EDITION Other Format
ISBN 9781512823639
PRICE $39.95 (USD)
PAGES 296

Average rating from 1 member


Featured Reviews

The construction of the Panama Canal is typically viewed as a marvel of American ingenuity. What is less visible, and less understood, is the project’s dependence on the labor of Black migrant women. The Silver Women shifts the focus of this monumental endeavor to the West Indian women who travelled to Panama, inviting readers to place women’s intimate lives, choices, grief, and ambition at the center of the economic and geopolitical transformation created by the construction of the Panama Canal and U.S. imperial expansion.

Joan Flores-Villalobos argues that Black West Indian women made the canal construction possible by providing the indispensable everyday labor of social reproduction. West Indian women built a provisioning economy that fed, housed, and cared for the segregated Black West Indian labor force, in effect subsidizing the construction effort and the racial calculus that separated pay in silver for Black workers and gold for white Americans. But while also subject to racial discrimination and segregation, West Indian women mostly worked outside the umbrella of U.S. canal authorities. They did not hold contracts, had little access to official services and wages, and received pay in both silver and gold. From this position, they found ways to skirt, and at times subvert, the legal, moral, and economic parameters imperial authorities sought to impose on the migrant workforce. West Indian women developed important strategies of claims-making, kinship, community building, and market adaptation that helped them navigate the contradictions and violence of U.S. empire.
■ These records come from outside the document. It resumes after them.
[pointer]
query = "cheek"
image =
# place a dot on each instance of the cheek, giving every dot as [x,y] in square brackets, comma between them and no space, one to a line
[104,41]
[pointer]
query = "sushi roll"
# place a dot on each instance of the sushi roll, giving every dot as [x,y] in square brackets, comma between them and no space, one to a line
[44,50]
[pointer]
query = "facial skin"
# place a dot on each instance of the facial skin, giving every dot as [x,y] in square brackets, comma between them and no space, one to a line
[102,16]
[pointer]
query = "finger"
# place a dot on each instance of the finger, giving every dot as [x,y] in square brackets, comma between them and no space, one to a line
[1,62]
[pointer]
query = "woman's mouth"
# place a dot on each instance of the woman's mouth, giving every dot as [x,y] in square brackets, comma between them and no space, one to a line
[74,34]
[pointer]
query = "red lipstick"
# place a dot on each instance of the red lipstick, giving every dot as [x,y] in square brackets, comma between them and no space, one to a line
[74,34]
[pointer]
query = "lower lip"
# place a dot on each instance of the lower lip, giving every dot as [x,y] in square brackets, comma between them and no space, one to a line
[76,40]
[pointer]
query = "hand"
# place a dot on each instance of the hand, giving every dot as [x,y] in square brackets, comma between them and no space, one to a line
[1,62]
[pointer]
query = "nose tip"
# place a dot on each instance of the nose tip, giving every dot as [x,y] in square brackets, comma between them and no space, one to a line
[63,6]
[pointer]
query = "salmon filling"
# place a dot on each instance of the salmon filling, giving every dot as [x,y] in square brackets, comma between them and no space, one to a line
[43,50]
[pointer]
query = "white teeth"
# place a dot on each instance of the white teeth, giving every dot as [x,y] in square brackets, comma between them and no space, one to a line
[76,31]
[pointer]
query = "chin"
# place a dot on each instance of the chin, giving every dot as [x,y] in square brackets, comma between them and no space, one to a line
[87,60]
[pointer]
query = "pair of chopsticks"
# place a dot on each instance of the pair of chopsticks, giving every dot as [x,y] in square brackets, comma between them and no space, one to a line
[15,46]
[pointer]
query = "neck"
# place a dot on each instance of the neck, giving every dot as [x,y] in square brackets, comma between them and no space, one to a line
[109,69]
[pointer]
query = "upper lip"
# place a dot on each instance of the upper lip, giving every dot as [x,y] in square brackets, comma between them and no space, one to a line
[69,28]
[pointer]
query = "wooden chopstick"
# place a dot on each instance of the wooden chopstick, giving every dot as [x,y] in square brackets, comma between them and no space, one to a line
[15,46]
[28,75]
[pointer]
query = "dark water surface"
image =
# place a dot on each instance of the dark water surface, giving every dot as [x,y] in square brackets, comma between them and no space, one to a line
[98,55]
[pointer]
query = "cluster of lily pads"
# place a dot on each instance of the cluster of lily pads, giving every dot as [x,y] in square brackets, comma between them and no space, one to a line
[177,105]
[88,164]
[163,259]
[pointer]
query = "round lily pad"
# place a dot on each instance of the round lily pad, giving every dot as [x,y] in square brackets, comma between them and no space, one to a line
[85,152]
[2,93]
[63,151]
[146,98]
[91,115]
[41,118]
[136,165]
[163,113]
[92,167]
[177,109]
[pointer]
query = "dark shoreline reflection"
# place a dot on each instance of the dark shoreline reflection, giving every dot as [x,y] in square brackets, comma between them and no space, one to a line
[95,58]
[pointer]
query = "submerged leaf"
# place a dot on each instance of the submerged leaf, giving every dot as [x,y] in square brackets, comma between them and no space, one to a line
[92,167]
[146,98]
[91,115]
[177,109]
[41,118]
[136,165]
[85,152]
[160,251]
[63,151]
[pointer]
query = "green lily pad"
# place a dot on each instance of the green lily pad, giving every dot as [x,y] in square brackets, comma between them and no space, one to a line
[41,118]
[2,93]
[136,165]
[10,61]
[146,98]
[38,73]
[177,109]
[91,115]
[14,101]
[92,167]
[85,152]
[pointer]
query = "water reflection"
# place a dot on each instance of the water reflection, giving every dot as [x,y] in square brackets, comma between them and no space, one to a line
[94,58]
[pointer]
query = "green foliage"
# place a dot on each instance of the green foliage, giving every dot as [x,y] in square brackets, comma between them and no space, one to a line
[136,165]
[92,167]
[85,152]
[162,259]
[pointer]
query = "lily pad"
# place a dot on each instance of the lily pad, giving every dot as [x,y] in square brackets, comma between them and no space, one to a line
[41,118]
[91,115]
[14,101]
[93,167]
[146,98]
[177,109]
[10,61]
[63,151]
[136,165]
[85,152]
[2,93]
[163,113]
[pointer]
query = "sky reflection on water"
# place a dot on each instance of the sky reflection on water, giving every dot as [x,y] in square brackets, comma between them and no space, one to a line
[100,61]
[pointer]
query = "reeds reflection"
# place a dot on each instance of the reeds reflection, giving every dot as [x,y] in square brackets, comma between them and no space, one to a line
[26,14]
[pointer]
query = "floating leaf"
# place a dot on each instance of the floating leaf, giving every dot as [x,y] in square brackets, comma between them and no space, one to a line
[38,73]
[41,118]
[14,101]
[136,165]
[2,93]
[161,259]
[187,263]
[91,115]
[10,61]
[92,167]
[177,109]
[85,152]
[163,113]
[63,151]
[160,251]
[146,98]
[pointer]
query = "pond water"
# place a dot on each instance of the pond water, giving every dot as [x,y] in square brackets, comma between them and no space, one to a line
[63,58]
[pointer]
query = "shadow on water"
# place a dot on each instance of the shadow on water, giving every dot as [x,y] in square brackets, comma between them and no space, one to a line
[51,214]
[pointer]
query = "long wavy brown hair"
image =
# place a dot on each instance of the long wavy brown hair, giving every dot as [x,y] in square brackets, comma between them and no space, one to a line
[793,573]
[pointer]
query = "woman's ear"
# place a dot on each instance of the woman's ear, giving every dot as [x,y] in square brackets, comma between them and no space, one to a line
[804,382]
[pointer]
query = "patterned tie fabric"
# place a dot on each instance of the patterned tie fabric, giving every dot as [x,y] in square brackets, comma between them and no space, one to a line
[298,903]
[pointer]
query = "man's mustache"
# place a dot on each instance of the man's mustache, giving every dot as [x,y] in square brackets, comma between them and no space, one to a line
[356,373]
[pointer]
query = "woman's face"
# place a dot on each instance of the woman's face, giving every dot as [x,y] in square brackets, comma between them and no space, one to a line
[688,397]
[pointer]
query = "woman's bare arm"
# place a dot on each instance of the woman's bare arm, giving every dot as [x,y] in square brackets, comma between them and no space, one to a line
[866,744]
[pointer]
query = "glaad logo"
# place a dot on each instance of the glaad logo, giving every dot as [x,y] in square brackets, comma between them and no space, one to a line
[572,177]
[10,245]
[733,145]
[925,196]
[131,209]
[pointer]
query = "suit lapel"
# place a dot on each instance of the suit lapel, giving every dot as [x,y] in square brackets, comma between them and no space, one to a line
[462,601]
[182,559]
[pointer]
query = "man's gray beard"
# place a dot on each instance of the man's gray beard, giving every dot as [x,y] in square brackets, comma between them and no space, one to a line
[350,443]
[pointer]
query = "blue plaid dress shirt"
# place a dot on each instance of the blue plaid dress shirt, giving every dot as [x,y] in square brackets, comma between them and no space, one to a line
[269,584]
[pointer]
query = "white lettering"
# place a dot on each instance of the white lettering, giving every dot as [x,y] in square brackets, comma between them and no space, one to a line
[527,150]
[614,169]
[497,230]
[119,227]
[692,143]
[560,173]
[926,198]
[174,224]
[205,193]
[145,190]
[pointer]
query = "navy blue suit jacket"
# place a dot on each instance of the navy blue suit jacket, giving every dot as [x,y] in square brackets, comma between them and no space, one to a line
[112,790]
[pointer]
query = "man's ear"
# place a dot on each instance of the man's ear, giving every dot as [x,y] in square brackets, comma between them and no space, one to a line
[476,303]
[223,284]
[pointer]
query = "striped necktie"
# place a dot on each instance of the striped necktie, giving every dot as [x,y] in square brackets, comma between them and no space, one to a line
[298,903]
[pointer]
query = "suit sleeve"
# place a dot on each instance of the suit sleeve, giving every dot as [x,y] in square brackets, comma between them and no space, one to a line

In the meantime, these strategies of social reproduction nurtured further West Indian migrations, linking Panama to places like Harlem and Santiago de Cuba.

The Silver Women is thus a history of Black women’s labor of social reproduction as integral to U.S. imperial infrastructure, the global Caribbean diaspora, and women’s own survival.

Advance Praise
"In this beautifully written book, Joan Flores-Villalobos places West Indian women at the very heart of the Panama Canal’s construction. They navigated tremendous contradictions, seen as essential to the project yet facing racist exclusion and marginalization by government officials. Their determination to secure moral and economic independence, Flores-Villalobos shows, profoundly shaped Panama, the Caribbean, and more broadly the history of the Americas. Along the way, The Silver Women illuminates in rich detail the critical role Caribbean women played in creating and sustaining the practices of diaspora."
—Julie Greene, author of The Canal Builders: Making America’s Empire at the Panama Canal

"The Silver Women is utterly original in its research and analysis. With enormous skill and sensitivity, Joan Flores-Villalobos invites us to understand the West Indian women who travelled to Panama as part of a much broader story: to place their intimate lives, choices, losses, grief, anger, and ambition at the center of the story of a region-wide economic and geopolitical transformation that kicked off ‘the American Century.’ Here we meet a diverse array of women and come to understand that history was made by them."
—Ann Putnam, author of Radical Moves: Caribbean Migrants and the Politics of Race in the Jazz Age

I wasn't able to actually read this book as it was archived before I got a chance to download it.